By the next year’s Conservative Political Action Conference, at an election integrity panel on “successful states,” Mr. Whatley was explaining that, “When I got elected in June 2019, the first thing I did that month is set up a goal of getting those 500 attorneys, and everybody looked at me like, ‘What? Why are you doing this?’ We need to be lawyered up.”

When Mr. Whatley addressed the state convention in Greensboro last week, he sounded like a party chair from any decade, like the ground game guy. “You’ve got to get your people to the polls and you have to persuade the unaffiliated, you gotta persuade the independents, you gotta persuade the undecided voters,” Mr. Whatley said.

He has talked about his plan to field 100,000 volunteer poll watchers and attorneys. Ms. Trump talked about that plan too, and she also sounded more like a party chair from an earlier era, like she was trying to shoehorn traditional ways of winning elections (early voting, big time fund-raising) into the great struggle for election integrity.

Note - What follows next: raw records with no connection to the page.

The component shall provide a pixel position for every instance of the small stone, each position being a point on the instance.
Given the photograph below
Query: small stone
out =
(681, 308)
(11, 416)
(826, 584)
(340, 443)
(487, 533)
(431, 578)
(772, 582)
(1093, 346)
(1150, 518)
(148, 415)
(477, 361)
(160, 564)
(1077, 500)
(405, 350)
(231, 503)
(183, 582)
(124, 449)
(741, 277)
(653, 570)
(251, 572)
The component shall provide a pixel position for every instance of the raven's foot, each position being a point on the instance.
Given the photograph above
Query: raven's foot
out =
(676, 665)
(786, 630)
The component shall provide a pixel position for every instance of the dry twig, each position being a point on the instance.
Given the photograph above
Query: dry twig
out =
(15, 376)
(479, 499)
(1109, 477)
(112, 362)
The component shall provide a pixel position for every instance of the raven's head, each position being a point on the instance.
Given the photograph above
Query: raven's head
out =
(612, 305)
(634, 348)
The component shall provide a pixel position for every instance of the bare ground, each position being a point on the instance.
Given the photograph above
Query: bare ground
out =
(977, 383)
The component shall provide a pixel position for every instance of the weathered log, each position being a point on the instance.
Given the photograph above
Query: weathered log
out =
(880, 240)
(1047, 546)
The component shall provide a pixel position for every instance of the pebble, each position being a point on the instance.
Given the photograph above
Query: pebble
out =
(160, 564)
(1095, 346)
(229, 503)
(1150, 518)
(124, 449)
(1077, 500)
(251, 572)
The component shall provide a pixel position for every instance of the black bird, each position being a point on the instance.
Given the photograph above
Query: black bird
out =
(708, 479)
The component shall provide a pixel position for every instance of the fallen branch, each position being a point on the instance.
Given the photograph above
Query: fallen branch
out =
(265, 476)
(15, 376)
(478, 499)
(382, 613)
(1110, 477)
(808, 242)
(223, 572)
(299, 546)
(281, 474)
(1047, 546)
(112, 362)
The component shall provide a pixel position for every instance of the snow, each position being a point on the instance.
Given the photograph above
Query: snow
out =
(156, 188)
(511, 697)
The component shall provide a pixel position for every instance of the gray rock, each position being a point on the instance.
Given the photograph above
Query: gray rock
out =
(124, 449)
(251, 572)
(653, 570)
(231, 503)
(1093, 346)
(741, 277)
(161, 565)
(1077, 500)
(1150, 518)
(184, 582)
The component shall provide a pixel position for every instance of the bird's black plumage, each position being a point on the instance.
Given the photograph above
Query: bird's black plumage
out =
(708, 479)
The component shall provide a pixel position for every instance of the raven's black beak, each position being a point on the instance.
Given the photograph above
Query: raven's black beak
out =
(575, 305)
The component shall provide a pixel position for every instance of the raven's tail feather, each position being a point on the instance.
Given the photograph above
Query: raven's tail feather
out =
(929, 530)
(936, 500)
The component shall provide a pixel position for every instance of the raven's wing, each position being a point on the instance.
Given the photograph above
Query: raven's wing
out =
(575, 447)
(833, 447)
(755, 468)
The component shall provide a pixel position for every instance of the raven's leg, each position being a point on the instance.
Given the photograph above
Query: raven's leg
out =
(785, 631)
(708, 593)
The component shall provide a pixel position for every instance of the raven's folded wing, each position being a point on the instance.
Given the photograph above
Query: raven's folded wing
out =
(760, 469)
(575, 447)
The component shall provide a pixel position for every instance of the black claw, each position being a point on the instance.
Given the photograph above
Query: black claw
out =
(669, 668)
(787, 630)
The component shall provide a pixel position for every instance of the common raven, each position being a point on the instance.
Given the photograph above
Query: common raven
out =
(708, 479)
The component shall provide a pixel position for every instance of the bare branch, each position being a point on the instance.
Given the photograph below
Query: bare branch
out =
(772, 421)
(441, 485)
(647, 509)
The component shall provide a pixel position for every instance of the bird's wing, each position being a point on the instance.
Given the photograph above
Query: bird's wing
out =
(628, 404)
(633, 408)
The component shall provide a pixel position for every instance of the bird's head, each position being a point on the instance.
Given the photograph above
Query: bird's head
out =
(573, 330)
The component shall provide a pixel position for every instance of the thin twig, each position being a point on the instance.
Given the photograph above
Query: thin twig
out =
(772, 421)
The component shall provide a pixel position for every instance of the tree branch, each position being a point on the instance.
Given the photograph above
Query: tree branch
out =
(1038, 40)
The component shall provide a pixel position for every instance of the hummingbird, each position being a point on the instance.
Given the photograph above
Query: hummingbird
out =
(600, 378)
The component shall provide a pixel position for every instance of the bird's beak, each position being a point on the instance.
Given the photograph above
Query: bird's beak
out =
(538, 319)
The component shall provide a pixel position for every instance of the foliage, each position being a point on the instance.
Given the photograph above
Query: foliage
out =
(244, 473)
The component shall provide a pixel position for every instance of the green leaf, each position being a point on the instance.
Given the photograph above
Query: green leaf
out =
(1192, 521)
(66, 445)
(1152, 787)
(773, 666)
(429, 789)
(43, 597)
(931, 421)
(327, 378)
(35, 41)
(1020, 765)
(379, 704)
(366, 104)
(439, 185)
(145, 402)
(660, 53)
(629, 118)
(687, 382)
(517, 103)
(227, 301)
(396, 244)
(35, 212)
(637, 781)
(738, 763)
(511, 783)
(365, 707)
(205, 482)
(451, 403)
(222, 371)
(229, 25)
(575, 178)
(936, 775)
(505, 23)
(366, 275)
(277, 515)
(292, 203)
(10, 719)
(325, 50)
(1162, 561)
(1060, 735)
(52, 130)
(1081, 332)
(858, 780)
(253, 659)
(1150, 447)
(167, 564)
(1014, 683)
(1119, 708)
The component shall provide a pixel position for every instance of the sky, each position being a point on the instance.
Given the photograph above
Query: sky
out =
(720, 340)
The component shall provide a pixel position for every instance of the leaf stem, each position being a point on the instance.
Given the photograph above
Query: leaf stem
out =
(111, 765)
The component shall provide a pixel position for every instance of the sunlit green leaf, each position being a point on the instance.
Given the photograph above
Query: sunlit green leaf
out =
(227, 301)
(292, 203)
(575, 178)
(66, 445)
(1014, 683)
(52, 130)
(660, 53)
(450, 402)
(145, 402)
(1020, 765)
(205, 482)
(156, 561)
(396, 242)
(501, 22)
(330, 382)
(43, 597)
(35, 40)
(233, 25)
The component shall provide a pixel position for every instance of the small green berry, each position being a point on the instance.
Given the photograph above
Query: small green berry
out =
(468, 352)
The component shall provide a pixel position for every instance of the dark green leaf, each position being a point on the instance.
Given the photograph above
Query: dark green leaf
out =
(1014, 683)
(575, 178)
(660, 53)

“We have to fight fire with dynamite,” Ms. Trump said of matching legal Democratic efforts to collect ballots. She talked, at length, about the importance of voting early and using the additional time to help turn out other voters. Much of what Ms. Trump and Mr. Whatley talked about seemed, actually, about fighting the prospect of fraud by getting Republican voters to become comfortable again with early voting — a return to normal against the tide of Mr. Trump’s inability to accept his own defeat.